Лэйн доел своих улиток. Он сидел, нарочно согнав всякое выражение с лица.
— Однако рецензии о нем писали потрясающие, — сказал он. — Ты же сама мне их послала, если помнишь.
Фрэнни вздохнула:
— Ну, послала. Перестань, Лэйн.
— Нет, я только хочу сказать, ты тут полчаса разглагольствуешь, будто ты одна на свете все понимаешь, как черт, все можешь критиковать. Я только хочу сказать, если самые знаменитые критики считали, что он играл потрясающе, так, может, это верно, может быть, ты ошибаешься? Ты об этом подумала? Знаешь, ты еще не совсем доросла…

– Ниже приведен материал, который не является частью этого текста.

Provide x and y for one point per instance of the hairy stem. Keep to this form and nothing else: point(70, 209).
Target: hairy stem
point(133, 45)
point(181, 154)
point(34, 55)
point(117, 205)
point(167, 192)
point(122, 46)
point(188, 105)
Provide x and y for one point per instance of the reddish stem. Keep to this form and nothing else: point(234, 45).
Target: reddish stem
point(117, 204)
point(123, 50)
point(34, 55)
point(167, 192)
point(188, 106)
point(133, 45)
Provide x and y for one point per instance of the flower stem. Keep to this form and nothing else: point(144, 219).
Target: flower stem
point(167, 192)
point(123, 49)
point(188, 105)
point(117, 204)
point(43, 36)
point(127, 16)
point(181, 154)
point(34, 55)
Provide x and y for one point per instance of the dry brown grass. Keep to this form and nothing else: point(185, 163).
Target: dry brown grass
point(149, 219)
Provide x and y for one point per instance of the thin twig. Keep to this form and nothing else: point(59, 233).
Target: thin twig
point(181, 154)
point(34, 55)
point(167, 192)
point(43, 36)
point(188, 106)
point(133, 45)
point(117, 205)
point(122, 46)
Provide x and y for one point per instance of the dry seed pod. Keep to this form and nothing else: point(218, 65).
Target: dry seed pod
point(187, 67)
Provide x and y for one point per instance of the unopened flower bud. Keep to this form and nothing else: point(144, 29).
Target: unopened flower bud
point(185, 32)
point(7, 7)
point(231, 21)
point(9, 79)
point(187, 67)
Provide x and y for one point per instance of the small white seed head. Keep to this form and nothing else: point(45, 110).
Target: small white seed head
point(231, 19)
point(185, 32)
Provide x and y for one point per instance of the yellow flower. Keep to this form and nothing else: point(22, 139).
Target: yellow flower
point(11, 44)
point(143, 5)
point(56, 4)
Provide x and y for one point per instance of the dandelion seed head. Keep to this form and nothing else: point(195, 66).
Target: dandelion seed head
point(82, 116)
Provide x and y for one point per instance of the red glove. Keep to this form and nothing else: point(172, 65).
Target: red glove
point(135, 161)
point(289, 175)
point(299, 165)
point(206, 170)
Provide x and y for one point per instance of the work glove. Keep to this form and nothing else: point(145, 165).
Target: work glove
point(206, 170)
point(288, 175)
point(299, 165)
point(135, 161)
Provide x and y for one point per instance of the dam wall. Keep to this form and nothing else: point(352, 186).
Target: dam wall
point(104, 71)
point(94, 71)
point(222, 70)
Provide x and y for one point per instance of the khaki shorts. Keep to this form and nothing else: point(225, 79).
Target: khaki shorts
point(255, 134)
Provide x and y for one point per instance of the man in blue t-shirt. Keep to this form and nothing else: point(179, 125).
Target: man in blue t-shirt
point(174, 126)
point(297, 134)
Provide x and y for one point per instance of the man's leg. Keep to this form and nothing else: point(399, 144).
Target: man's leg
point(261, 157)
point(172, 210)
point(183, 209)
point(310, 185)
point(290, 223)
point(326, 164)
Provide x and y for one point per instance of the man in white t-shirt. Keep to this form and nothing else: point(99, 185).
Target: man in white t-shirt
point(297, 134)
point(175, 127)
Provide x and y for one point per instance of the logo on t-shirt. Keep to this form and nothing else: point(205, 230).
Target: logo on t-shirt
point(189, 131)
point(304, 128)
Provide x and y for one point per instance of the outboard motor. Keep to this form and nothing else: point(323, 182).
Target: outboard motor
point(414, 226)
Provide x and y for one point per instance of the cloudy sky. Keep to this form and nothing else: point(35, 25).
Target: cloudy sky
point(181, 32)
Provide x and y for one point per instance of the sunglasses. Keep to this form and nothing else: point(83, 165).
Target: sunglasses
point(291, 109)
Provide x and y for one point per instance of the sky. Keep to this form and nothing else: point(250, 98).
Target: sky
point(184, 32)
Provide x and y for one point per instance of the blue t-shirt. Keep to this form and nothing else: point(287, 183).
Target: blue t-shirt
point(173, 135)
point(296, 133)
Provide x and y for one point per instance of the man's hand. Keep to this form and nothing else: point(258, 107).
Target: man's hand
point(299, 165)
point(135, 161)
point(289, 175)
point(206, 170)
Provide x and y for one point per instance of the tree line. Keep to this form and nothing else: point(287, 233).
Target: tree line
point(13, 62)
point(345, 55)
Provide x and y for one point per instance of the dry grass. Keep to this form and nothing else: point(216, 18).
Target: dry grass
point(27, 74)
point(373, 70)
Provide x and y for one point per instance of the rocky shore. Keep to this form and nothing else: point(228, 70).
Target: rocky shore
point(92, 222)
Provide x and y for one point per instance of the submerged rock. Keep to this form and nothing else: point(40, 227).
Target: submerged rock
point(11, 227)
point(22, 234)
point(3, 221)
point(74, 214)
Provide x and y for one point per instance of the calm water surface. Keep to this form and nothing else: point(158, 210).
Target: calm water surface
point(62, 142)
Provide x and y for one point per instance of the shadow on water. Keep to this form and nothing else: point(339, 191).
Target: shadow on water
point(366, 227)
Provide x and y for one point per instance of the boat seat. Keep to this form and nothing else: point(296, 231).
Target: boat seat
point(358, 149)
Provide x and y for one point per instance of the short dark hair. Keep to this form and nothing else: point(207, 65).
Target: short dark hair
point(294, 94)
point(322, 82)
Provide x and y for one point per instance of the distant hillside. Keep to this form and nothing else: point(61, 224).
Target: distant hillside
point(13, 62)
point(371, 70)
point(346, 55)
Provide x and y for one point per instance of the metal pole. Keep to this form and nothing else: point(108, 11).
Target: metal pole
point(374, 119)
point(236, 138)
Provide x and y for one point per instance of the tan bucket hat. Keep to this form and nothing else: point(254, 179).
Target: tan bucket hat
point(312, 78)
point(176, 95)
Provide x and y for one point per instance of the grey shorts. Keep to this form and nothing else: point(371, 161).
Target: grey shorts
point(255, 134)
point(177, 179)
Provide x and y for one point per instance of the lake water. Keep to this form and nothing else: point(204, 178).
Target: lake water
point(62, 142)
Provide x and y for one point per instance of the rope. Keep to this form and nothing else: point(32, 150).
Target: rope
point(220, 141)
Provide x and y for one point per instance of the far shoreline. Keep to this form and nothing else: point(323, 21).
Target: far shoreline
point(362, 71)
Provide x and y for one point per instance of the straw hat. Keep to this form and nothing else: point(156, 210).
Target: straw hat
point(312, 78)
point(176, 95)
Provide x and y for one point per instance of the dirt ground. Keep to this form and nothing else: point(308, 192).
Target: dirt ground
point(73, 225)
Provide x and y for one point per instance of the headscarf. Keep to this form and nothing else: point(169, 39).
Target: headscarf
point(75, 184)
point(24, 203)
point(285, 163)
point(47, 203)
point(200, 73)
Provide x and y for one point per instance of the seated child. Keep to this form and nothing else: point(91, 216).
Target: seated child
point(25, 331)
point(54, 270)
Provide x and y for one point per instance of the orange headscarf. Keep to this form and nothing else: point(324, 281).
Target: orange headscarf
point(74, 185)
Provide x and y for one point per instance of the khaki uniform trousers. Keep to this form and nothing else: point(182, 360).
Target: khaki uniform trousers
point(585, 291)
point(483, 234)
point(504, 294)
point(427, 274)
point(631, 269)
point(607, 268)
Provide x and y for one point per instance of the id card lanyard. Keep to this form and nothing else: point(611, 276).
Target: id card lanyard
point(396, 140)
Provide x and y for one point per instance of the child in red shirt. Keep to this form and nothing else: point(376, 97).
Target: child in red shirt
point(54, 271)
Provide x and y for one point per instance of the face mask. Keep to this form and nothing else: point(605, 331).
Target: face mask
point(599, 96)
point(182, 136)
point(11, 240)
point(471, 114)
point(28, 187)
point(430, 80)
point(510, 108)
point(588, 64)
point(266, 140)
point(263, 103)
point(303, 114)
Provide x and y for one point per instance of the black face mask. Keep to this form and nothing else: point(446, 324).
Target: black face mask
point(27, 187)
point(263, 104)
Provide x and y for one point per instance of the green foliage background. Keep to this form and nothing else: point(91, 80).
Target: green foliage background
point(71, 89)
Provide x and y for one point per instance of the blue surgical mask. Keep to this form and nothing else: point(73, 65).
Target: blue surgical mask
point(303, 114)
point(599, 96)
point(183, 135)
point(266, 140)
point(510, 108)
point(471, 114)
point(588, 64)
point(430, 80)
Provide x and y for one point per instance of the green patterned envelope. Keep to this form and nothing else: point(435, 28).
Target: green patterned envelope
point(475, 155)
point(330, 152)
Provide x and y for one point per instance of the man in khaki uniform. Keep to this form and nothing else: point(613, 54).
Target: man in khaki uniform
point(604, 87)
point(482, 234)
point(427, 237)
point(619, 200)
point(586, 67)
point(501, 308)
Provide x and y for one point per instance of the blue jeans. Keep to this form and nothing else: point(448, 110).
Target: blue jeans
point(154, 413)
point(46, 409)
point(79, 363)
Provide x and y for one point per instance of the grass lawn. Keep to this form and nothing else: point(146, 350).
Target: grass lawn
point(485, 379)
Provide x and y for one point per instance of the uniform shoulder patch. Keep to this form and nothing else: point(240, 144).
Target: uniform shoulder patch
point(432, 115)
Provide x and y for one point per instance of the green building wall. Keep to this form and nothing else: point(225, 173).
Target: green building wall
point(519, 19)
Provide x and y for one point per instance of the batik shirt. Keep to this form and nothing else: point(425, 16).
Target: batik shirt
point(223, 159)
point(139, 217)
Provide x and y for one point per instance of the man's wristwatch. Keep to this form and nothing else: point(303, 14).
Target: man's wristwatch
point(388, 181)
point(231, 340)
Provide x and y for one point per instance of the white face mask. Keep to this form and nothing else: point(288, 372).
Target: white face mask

— Да, он играл потрясающе для человека просто талантливого. А для этой роли нужен гений. Да, гений — и все, тут ничего не поделаешь, — сказала Фрэнни. Она вдруг выгнула спину и, приоткрыв губы, приложила ладонь к макушке. — Странно, я как пьяная, — сказала она. — Не понимаю, что со мной.
— По-твоему, ты гений?
Фрэнни сняла руку с головы.
— Ну, Лэйн. Не надо. Прошу тебя. Не надо так со мной.
— Ничего я не…
— Одно я знаю: я схожу с ума, — сказала Фрэнни. — Надоело мне это вечное «я, я, я». И свое «я» и чужое. Надоело мне, что все чего-то добиваются, что-то хотят сделать выдающееся, стать кем-то интересным. Противно — да, да, противно! И все равно, что там говорят…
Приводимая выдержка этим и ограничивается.